あきはおもむろに私の身体をギュッと抱きしめた。
「あきのママ、いなくなったの。パパはイジワルだし、がっこうのみんなもうそつきで、いきたくないって、やすんじゃったの」
どうやら、事情があるらしかった。母親がいなくなったということは、きっと私の家族と同様に制裁を加えられたのだ。父親がそれをどう思っているかは分からない。社会に服従しているのか、娘を守るために演技をしているのか。結果として、彼女は独りぼっちになってしまって。同じく独りぼっちの私と重ね合わせている。きっとそうだ。
「みんな、ママのことただしくないっていうの。ママがくれたこのカバンも、おねえさんのことも、みーんなちがうって。でも、ママがただしいってわかってるから。だから……」
彼女が背負うカバンには見覚えがあった。確か、国の政策が始まる以前、小学生に必須だった就学用リュック。名前はランドセルといったか。今はタブレット一つで授業は成り立つから、手提げカバン一つあれば十分なのだろう。
少女の身体に隠れた赤いそれは、擦れたり傷が入っていたりして、年季が入っているように感じられた。娘にランドセルを持たせることで反発心を維持していたのだ。

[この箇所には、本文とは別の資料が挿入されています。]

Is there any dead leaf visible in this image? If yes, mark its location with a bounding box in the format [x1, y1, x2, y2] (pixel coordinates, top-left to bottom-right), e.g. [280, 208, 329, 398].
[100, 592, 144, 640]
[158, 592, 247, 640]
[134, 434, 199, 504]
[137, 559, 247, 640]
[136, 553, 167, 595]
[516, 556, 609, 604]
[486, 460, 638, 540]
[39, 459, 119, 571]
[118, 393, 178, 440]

娘は母の教えを忘れていない。どれほど疎外されようと、母親の信念を貫き通そうとしている。そして彼女もまた、後世に繋げていくのだろう。母親がそうしたように。
「おねえさんももうすぐいなくなるんでしょ? みんながいってたの。だから、これ――」
あきは私にあるものをくれた。
「私、もうすぐ死ぬのに……でも、ありがとう」
「ううん、あき、××××さんにあえてうれしかったから。××××さんって、ママみたいにあったかいから」
私を認識してくれる人がいた。それだけで私は十分だった。
「貴女のこと、忘れないからね」
忘れない、忘れるはずがない。
手を振り去っていく少女を見送りながら、ビルの掲示板に流れているニュースに目を向けた。『緑地禁止法』の制定。執行は一週間後。
私は伐られ、生を終える。
三日後、緑地禁止法制定の前準備として、国内の木が伐採されることになった。対象となるのは高さ一メートル以上の植物。私は完全に範囲内で、広場の中心に見せしめのように植えられていたから、最初に伐られることに決まった。あの日少女がくれた水のおかげで自滅の道はたどらなかったものの、伐採されるのが分かって生きるのもいい気はしなかった。
それでも、伐採当日に私の最期を見届けてくれたあの少女のことは今でも覚えている。
彼女が呼んでくれた『イチョウ』という名前も、もう二度と忘れない。